Em plena emergência climática, tudo está interligado: a destruição da Amazônia influencia diretamente fenômenos como as secas extremas e as enchentes históricas no Rio Grande do Sul, como as de maio de 2024.
PL da Devastação: um retrocesso histórico no licenciamento ambiental
Ao passo que o Brasil tenta se colocar no centro do debate da sustentabilidade, da resiliência climática e na vanguarda da defesa de políticas voltadas à preservação ambiental, o congresso brasileiro aprova, com ampla maioria, tanto no senado como na câmara dos deputados o PL 2159/2021 mais conhecido como o PL da Devastação. Esse projeto tem como objetivo flexibilizar as leis ambientais do país, como por exemplo: permitindo o auto-licenciamento para construção de vias, rodovias, hidrelétricas, pecuária e mineração. O auto licenciamento consiste que não será necessário estudos de impacto ambiental, apenas o envio de “comprovações” via formulário online de que o empreendimento não afetará o meio ambiente e as comunidades que vivem nessas áreas, em sua maioria, indígenas, quilombolas, ribeirinhos e comunidades tradicionais.
Lula sancionou o chamado PL da Devastação, vetando apenas 63 trechos, menos de 20% do texto aprovado no Congresso. Na prática, a maior parte das mudanças que flexibilizam o licenciamento ambiental foi mantida, consolidando um grave retrocesso na política ambiental.
Entre os pontos barrados estão a tentativa de permitir a Licença por Adesão e Compromisso (LAC) para empreendimentos de médio impacto; a retirada de proteções da Lei da Mata Atlântica e de unidades de conservação; a exclusão de quilombolas e povos indígenas das consultas obrigatórias; e a dispensa da análise do Cadastro Ambiental Rural (CAR) como parte do processo de licenciamento.
No entanto, o que passou é ainda mais preocupante. O texto manteve o Licenciamento Ambiental Especial (LAE), um mecanismo que acelera e simplifica a autorização de grandes obras, mesmo quando possuem enorme potencial de destruição ambiental. Esse dispositivo abre caminho para projetos de alto impacto, como a pavimentação da BR-319, no coração da Amazônia; a construção da Ferrogrão, ligando áreas de produção de soja e milho à região Norte; e a exploração de petróleo na Foz do Amazonas, ameaçando ecossistemas marinhos e costeiros únicos.

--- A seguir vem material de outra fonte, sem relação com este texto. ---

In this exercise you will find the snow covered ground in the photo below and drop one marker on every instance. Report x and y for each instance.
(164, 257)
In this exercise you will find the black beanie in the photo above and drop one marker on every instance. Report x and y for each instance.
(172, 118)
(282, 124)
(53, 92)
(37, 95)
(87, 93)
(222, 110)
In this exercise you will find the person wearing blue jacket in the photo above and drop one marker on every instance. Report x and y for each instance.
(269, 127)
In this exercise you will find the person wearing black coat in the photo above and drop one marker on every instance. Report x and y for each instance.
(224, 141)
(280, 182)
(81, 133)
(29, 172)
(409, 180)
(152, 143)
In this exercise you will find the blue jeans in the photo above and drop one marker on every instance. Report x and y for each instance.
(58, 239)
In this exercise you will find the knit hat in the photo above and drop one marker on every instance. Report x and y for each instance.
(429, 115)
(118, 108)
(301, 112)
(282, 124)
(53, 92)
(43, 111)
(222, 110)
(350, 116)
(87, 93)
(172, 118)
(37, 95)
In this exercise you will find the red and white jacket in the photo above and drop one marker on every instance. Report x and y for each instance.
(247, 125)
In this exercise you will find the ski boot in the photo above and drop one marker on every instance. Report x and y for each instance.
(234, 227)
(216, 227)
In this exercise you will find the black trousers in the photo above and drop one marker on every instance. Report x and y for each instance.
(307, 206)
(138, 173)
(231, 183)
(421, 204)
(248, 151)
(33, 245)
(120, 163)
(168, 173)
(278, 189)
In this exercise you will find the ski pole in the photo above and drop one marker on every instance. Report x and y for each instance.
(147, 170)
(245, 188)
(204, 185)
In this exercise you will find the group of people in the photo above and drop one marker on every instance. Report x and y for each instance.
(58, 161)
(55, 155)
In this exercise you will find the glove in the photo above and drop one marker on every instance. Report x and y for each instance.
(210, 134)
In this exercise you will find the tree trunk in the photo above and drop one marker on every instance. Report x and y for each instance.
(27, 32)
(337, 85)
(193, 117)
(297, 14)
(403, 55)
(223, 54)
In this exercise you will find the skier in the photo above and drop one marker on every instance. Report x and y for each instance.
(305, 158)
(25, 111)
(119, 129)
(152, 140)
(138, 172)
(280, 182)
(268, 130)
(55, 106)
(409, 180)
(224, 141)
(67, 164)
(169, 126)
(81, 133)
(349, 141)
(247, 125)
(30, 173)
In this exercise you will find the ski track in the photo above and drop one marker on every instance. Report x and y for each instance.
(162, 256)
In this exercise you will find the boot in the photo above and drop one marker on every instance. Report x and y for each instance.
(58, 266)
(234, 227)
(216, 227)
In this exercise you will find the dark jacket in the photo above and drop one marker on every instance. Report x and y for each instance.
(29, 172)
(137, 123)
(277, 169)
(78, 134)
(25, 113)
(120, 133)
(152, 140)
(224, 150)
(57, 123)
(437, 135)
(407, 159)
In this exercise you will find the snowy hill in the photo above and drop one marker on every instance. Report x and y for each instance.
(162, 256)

O risco não para por aí: muitos dos vetos aplicados podem ser derrubados pelo próprio Congresso, como já aconteceu com o chamado PL do Veneno (Lei 14.785/2023), que flexibiliza o registro e a fiscalização de agrotóxicos no Brasil. O resultado é um cenário de insegurança para as comunidades tradicionais, ameaça direta aos biomas brasileiros e um grave retrocesso na luta contra a crise climática.
O RS foi pioneiro em legalizar a falta de fiscalização com o desmonte da legislação ambiental promovida pelo governo Eduardo Leite (PSD), que alterou quase 500 itens no Código Ambiental Estadual. Estas alterações tiveram seus resultados nas enchentes de maio de 2024.
Falta de Radicalidade
A política ambiental brasileira ainda opera dentro da lógica do “capitalismo verde”, apostando em mercados de carbono e financiamentos internacionais, mecanismos que não desafiam o modelo extrativista mantendo seu histórico de fornecer commodities para os países ricos. A política ambiental brasileira tenta se equilibrar entre preservação e crescimento econômico, essa é a lógica de um governo neoliberal, de conciliação de classes, que precisa ao mesmo tempo cumprir a agenda para qual foi eleito, mas também agradar os setores corporativos e do agronegócio.

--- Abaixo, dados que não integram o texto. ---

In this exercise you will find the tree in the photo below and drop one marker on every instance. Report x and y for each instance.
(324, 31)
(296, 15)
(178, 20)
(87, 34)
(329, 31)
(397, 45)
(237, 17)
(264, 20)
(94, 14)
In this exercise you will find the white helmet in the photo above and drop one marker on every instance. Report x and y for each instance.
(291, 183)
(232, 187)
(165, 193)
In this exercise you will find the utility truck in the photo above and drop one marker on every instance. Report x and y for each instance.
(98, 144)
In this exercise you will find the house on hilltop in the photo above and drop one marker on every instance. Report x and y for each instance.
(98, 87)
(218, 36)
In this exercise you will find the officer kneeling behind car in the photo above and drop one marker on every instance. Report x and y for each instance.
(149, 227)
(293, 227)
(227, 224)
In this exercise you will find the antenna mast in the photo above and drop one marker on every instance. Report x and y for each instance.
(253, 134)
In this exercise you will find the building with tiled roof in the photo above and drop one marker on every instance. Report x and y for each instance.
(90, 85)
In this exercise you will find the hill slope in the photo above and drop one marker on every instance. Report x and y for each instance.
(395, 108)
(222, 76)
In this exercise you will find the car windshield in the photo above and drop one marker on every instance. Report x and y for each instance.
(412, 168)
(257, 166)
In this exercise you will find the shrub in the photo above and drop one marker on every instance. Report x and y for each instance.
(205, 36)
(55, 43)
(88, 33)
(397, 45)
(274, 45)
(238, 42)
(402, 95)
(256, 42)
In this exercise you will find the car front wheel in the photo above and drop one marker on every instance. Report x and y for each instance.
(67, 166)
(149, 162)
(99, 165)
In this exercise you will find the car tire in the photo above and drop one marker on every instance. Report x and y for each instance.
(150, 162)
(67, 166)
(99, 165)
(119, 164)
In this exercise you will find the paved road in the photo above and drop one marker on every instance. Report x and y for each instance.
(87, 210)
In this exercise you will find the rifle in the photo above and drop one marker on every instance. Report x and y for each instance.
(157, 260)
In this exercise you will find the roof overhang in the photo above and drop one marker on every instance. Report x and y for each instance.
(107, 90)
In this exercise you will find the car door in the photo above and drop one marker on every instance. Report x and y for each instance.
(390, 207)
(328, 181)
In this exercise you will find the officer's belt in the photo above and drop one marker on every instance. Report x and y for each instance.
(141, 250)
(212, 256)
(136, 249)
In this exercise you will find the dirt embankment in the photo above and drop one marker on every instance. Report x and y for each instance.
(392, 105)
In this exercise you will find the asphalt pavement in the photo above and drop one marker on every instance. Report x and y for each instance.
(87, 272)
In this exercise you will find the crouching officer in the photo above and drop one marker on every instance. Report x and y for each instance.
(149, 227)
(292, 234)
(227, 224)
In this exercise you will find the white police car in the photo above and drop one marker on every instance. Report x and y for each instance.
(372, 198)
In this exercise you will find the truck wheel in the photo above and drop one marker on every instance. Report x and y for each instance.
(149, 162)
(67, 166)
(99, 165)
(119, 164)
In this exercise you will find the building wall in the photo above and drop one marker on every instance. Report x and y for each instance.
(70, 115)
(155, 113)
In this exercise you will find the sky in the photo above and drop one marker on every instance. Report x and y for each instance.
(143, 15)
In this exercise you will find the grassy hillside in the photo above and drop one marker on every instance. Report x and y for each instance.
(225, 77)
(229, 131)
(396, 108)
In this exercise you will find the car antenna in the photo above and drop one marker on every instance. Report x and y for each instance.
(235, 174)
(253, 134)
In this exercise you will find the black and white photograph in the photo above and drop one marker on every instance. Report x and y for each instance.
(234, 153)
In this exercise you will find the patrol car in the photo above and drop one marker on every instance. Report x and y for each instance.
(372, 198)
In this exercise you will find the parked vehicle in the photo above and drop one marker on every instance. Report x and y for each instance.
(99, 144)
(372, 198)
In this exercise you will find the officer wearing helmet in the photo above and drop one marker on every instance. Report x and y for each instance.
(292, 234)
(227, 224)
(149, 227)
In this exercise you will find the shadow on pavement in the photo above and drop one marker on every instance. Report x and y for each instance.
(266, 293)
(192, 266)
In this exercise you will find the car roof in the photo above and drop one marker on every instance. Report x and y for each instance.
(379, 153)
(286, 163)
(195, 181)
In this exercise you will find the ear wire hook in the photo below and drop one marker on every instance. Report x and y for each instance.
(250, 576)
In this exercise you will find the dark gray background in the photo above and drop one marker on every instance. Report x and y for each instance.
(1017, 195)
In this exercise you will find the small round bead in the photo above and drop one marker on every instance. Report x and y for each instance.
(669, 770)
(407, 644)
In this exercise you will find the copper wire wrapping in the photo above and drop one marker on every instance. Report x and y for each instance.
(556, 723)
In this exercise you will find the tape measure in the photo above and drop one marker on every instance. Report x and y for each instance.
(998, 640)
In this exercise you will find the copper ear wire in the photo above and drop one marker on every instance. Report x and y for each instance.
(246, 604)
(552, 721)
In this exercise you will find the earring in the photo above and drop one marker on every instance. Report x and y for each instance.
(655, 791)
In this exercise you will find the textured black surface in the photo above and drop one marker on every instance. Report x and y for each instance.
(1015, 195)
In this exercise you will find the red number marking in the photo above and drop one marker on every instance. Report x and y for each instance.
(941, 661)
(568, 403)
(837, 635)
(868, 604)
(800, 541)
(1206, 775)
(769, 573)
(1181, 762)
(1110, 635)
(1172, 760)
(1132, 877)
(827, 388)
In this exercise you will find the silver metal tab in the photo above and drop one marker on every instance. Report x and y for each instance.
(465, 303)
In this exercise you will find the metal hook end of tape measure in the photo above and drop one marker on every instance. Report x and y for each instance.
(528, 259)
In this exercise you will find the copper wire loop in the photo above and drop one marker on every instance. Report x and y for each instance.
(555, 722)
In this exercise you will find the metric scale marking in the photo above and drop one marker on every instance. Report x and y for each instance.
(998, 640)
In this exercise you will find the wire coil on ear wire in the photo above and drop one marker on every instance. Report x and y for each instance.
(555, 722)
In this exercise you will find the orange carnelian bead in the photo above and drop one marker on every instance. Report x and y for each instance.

Sabemos que nesta disputa, quem tem mais peso na decisão não é o meio ambiente, mas sim quem tem dinheiro, ou seja: Os poderosos. É por isso que precisamos de radicalidade na defesa do meio ambiente, pois somente com uma política que coloque de fato a natureza e a biodiversidade no centro do debate é que vamos preservar o ambiente e o futuro da humanidade.

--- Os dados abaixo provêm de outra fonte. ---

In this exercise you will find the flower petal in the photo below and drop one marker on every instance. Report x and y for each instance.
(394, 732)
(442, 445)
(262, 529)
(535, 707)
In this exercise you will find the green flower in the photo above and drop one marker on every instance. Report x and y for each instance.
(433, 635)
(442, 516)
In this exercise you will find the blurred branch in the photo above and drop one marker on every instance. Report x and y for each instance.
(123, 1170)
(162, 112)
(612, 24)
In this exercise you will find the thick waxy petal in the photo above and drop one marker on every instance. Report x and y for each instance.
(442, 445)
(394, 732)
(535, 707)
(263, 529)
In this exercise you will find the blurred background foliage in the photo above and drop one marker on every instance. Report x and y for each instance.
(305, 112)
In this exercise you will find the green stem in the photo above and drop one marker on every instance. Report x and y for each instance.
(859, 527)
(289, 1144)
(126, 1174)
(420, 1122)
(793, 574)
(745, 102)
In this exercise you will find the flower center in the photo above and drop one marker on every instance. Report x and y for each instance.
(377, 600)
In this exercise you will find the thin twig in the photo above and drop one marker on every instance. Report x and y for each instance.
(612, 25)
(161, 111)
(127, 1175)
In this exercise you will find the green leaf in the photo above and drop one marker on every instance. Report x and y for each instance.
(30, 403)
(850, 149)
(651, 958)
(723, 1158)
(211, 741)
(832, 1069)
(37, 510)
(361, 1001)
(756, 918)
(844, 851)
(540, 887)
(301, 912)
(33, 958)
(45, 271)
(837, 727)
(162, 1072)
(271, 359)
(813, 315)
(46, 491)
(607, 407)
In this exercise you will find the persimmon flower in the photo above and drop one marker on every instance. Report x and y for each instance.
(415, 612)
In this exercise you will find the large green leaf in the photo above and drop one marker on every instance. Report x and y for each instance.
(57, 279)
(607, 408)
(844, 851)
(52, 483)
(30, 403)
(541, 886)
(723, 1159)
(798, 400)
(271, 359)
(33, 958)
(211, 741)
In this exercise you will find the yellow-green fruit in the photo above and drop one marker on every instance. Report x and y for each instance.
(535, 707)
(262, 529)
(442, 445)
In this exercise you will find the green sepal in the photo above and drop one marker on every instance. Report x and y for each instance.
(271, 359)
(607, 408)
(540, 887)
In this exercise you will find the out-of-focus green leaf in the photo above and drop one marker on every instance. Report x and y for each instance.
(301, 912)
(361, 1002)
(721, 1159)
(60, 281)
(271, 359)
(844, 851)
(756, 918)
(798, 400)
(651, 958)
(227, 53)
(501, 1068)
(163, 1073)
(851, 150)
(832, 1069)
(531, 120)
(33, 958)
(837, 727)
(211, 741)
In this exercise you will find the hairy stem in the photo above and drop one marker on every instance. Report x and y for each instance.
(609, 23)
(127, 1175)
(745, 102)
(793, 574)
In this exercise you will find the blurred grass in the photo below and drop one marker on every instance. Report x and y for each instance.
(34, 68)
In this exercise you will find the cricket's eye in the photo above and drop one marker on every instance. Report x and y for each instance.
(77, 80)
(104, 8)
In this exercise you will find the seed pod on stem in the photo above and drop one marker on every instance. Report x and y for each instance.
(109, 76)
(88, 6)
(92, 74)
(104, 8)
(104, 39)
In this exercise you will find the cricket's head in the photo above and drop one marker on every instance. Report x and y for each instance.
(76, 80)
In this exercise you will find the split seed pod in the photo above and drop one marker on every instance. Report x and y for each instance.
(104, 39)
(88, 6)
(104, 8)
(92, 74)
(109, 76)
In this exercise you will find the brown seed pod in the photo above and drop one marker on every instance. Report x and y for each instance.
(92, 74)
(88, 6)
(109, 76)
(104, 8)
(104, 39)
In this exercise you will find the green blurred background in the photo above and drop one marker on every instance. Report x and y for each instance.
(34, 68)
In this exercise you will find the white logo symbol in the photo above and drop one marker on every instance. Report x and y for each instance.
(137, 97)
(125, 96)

Precisamos inverter a lógica de que apenas teremos “progresso” se houver devastação dos nossos bens comuns. A resposta está na agroecologia, nas agroflorestas, nos galpões de reciclagem e entre outras alternativas que já se provaram rentáveis e sustentáveis para quem prática e com impactos positivos à comunidade. Ao contrário dos grandes latifundiários, pecuaristas, madeireiros que devastam muito e contribuem muito pouco. Porém, para que essas mudanças ocorram, é necessário que os governos apoiem essas iniciativas.
O Risco da “COP da Amazônia” Virar Lavagem Verde
O governo brasileiro tentará usar a COP 30 para vender uma imagem de “líder ambiental”, destacando:
- Projetos de Conservação: Como a criação de unidades de proteção ou repressão ao desmatamento ilegal — medidas importantes, mas incapazes de frear a lógica estrutural do capitalismo extrativista.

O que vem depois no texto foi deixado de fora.